Die Krisen-Profiteure
Die Analysten von Pierre Audoin Consultants (PAC) haben im Zeitraum Oktober bis Mitte November anhand mehrerer hundert Einzelinterviews ermittelt, auf welche IT-Bereiche sich die Wirtschaftskrise auswirken wird. Fazit: Strategische Themen wie SOA, IT/Telekom-Konvergenz, Hochverfügbarkeit oder Security werden in Zeiten knapper Kassen eher zurückgefahren. Bereiche hingegen, die schnelle Einsparungen versprechen, wie Konsolidierung, Offshoring, Virtualisierung oder auch Open Source, könnten vom Abschwung sogar profitieren.
"In der Krise konzentrieren sich die Unternehmen zuerst auf die Optimierung des Produktportfolios und der internen Prozesse, auf die Kundenbindung und suchen nach einem schnellen ROI", sagt Christophe Chalons, Geschäftsführer von PAC Deutschland. Und natürlich hätten sie ihre Projekte und Investitionspläne auf den Prüfstand gestellt oder würden das in den nächsten Monaten tun. "Sicher werden einige Projekte gestoppt, andere aufgeschoben - aber die Ausmaße sind erheblich geringer als in der Krise im Jahre 2001", beruhigt der PAC-Geschäftsführer.
In besonderem Maße seien die Finanzbranche und die Automobilindustrie betroffen. Aber selbst hier würde es nicht zu einem kompletten Stillstand kommen: In vielen Bereichen sei die IT von strategischer Bedeutung und unverzichtbar für Effizienzsteigerungen, Prozessintegration und Konsolidierung. Beide Branchen würden deshalb auch weiterhin neue Projekte aufsetzen. Bei der Finanzwirtschaft rechnet er für die Bereiche Risiko-Management, Compliance und Multi-Channel-Integration sogar mit leichtem Wachstum. Die Autoindustrie werde auf Investitionen in Embedded-Systems, Product-Lifecycle-Management (PLM), Prozessautomatisierung oder Manufacturing Execution Systems (MES) auch in wirtschaftlich schwachen Zeiten kaum verzichten können.

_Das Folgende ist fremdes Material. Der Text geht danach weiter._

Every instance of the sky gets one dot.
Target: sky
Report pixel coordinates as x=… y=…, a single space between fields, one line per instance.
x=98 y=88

Die Hauptsorge der CIOs im kommenden Jahr wird nicht sein, tatsächliche oder vermeintliche Zukunftstrends zu verpassen, sondern ihr Projektportfolio und ihre Kostenstruktur genau zu überprüfen. Während es auf der Projektseite einer klaren Differenzierung der Vorhaben in die Kategorien "Must have" und "Nice to have" bedarf, geht es auf der Kostenseite darum, weitere Einsparpotenziale im operativen Betrieb zu identifizieren. Und hier sind es vor allem die Themen Outsourcing und Offshoring sowie Konsolidierung, Virtualisierung und auch Green IT, die eine reelle Chance auf prominente Plätze im Investitionsplan für das kommende Jahr haben.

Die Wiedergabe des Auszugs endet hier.